FEP is used for thin film printed boards, wire and cable insulation, generator wire windings, electrical insulation components (sheets, rods, tubes, frames, and insulators), corrosion-resistant structural products (oil-free mechanical components), coatings, and glass tarpaulins. Excellent corrosion resistance makes it applicable to chemical work equipment, heat exchangers, fractionation towers, pumps, valves, pipes, seals, pipe linings, laboratory transparent vessels, etc. FEP extruded thin-walled tubes are used for heat exchangers, suitable for heating and cooling highly corrosive liquids within the range of -200 to 200 ℃.
The use of FEP components in the refrigeration industry can withstand low temperature tests well, and FEP sheets are used to prepare pressure and vacuum products.
FEP is used for insulation of wires and cables for various purposes, especially for wires and micro electronic components in electronic assembly circuits.
FEP film is used as a seal for capacitors, separators, and chemical equipment, and is used in the printing industry to produce printed boards and flexible cables.
Thin films can be welded, vacuum formed, coated with metal, and do not require surface activation.

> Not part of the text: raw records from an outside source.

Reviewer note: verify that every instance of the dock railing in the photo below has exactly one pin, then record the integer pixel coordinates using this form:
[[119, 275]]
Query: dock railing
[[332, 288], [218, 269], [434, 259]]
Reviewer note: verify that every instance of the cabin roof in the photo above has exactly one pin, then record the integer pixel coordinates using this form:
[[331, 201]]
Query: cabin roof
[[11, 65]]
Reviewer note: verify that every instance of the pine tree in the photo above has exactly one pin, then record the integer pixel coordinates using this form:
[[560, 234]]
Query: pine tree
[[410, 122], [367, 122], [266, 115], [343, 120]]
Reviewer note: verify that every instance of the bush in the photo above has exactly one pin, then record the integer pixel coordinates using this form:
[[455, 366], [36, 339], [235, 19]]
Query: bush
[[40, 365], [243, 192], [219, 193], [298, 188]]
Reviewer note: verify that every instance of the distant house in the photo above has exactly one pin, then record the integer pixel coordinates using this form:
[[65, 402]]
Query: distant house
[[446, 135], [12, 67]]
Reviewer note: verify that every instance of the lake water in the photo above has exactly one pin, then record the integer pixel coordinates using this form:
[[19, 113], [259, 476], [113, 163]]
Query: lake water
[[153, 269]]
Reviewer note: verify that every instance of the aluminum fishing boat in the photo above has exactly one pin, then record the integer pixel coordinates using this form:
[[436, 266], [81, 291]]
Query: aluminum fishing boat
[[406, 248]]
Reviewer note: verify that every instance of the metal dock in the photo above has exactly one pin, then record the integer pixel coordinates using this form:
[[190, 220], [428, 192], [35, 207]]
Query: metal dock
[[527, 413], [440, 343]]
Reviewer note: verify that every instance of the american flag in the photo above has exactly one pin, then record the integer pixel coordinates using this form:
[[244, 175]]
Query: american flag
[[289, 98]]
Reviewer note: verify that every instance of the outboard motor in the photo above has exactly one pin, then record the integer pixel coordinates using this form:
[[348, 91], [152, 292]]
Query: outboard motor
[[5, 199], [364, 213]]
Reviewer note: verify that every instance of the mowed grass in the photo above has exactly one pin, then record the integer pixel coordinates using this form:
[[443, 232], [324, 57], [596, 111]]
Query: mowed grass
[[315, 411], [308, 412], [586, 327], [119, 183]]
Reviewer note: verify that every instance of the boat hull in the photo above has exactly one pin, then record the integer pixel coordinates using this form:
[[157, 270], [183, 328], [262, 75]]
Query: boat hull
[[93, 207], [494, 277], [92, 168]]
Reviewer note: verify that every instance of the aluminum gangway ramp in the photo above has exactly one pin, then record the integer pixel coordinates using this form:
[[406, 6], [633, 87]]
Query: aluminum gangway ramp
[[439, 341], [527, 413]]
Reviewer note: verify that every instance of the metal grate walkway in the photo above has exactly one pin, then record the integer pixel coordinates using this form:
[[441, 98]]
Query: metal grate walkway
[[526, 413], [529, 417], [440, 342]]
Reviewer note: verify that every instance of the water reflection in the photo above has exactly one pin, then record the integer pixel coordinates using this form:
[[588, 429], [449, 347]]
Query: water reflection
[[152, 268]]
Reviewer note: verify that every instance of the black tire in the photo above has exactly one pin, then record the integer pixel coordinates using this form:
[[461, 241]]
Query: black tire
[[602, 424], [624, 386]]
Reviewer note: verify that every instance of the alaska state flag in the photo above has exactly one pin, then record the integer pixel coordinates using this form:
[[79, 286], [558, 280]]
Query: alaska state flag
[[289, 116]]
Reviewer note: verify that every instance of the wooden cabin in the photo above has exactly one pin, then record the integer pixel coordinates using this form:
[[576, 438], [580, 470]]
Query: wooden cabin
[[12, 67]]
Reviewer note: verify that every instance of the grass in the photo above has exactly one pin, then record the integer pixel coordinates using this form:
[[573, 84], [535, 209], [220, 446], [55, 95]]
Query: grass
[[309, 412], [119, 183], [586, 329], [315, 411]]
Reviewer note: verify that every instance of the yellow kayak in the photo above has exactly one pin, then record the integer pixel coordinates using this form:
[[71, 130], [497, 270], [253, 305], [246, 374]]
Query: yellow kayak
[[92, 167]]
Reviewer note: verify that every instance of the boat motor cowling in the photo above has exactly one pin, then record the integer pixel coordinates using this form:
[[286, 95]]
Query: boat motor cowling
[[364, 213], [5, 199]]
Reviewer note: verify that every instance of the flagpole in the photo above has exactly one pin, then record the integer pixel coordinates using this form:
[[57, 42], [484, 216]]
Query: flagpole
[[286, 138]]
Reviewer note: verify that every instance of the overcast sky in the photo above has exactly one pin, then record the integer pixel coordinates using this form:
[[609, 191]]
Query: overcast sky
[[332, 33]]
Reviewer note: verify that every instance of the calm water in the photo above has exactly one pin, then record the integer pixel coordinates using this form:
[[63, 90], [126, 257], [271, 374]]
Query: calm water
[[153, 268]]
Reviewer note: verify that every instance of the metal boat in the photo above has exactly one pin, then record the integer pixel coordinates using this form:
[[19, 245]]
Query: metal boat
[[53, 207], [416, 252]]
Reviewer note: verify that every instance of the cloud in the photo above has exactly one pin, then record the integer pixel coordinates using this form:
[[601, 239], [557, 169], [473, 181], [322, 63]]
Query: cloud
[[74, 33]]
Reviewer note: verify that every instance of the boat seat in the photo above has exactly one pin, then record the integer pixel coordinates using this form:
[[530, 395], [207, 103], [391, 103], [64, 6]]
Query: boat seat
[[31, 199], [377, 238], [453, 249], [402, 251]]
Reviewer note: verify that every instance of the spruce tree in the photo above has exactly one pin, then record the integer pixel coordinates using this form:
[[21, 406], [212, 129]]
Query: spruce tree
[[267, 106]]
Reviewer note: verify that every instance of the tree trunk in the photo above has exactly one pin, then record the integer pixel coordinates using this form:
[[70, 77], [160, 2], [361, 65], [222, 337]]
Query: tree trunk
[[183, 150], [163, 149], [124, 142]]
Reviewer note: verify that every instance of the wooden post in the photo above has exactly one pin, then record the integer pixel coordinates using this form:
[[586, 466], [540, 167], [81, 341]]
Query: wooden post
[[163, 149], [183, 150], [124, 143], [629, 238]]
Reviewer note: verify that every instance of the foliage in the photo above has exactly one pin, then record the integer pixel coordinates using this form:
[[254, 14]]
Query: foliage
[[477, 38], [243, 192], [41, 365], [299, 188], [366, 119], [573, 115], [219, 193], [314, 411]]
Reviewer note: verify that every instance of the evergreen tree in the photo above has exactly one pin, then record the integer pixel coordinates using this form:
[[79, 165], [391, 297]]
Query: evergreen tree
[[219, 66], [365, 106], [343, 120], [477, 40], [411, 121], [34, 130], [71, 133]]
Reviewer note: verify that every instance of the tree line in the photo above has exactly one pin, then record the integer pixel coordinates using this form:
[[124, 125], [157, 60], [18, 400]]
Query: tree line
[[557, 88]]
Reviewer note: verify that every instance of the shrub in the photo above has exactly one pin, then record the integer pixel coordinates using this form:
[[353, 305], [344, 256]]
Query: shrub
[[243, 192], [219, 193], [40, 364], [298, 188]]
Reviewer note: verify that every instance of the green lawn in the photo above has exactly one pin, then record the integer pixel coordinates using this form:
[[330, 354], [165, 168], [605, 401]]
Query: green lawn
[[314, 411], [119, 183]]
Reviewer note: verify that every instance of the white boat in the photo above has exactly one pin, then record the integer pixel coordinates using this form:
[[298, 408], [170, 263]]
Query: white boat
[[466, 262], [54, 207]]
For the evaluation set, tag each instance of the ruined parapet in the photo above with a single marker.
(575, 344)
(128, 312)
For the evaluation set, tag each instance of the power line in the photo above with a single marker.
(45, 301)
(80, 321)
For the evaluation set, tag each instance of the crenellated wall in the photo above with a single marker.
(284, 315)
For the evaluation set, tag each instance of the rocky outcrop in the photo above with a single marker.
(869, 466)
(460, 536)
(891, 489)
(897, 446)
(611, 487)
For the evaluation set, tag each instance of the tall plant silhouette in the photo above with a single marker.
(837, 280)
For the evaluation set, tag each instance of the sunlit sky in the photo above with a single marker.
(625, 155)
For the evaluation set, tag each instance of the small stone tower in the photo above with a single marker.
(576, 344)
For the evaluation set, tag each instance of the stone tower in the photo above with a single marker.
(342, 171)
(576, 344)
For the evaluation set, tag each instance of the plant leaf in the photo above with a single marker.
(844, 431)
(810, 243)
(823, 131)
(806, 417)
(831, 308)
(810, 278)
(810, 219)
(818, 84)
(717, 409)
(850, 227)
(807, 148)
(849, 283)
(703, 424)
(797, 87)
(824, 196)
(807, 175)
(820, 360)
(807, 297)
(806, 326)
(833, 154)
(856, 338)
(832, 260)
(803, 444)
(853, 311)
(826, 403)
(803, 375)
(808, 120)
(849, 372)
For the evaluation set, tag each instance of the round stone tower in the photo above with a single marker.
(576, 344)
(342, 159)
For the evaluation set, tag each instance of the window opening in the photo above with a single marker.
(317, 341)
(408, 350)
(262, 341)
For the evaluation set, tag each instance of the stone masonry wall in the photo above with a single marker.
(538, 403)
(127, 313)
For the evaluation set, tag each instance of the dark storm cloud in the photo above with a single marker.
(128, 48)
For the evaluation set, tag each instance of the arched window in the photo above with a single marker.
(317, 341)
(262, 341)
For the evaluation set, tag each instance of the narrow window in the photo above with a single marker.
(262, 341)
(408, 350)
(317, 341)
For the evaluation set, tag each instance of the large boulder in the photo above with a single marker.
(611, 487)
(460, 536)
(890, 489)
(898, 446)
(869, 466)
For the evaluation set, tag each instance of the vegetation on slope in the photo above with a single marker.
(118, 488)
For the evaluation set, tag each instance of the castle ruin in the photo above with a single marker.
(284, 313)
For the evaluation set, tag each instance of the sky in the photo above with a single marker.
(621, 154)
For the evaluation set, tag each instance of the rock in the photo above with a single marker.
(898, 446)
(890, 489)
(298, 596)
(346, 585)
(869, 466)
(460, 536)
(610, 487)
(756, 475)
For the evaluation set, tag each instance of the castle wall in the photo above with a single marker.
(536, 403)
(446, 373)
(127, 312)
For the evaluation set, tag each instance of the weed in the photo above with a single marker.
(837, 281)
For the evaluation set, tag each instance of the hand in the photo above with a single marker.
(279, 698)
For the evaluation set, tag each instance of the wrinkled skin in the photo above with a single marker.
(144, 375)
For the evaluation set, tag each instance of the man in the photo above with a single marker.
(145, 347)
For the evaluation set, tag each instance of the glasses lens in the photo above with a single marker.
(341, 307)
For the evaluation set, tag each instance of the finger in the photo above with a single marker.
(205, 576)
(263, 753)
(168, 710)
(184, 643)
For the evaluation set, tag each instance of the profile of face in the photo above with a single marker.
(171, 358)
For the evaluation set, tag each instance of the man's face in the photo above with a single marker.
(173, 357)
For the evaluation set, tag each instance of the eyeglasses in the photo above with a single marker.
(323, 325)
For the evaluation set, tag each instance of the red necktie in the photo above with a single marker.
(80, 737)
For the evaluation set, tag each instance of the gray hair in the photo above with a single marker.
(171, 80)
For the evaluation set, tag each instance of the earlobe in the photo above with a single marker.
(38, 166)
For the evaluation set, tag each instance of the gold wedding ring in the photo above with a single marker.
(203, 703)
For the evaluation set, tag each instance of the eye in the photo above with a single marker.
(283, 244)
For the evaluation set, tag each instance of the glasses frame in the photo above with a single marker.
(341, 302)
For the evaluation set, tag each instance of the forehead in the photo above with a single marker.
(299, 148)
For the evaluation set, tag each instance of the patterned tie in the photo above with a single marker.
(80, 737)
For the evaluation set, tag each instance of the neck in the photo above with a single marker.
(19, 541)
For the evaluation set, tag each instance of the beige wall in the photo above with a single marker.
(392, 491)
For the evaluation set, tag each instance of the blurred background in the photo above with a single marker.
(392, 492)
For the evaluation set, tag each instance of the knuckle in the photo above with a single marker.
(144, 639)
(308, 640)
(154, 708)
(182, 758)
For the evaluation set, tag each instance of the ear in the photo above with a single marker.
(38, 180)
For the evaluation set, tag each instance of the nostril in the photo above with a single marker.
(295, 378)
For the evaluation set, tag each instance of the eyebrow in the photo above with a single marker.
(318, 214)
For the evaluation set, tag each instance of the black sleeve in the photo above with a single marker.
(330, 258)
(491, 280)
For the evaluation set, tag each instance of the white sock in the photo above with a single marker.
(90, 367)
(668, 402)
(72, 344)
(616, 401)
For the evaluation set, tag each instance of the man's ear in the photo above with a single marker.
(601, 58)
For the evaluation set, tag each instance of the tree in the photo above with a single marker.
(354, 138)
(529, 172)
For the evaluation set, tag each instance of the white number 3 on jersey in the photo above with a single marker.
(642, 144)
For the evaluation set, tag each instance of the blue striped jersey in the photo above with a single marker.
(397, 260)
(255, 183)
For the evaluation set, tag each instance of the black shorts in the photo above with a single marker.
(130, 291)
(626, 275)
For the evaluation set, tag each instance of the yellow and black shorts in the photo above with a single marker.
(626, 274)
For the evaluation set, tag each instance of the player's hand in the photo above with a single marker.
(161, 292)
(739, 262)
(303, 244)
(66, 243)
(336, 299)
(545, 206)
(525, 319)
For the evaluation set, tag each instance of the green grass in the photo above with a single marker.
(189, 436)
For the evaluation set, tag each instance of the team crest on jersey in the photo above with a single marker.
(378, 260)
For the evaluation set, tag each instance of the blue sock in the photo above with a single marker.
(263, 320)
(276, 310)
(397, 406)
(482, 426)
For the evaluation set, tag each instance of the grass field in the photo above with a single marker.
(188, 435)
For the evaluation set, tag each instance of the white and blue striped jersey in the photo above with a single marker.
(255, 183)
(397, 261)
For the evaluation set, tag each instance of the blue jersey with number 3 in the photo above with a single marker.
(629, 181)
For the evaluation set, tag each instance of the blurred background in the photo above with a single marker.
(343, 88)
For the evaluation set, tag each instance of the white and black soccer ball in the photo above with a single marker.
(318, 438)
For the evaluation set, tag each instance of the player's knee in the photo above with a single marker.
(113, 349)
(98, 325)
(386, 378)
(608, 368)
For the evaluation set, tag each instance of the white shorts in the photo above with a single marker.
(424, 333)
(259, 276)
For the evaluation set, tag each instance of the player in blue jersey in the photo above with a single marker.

They can bond with metal and glass cloth under heating and pressure.
FEP film has particularly high gas permeability resistance and is therefore used as a sensitive component in gas analyzers to isolate the analyzed gas from the membrane.
Summary: Although FEP and PTFE have the same application scope, FEP is easier to process and has less loss compared to PTFE. However, some of FEP's performance is inferior to PTFE.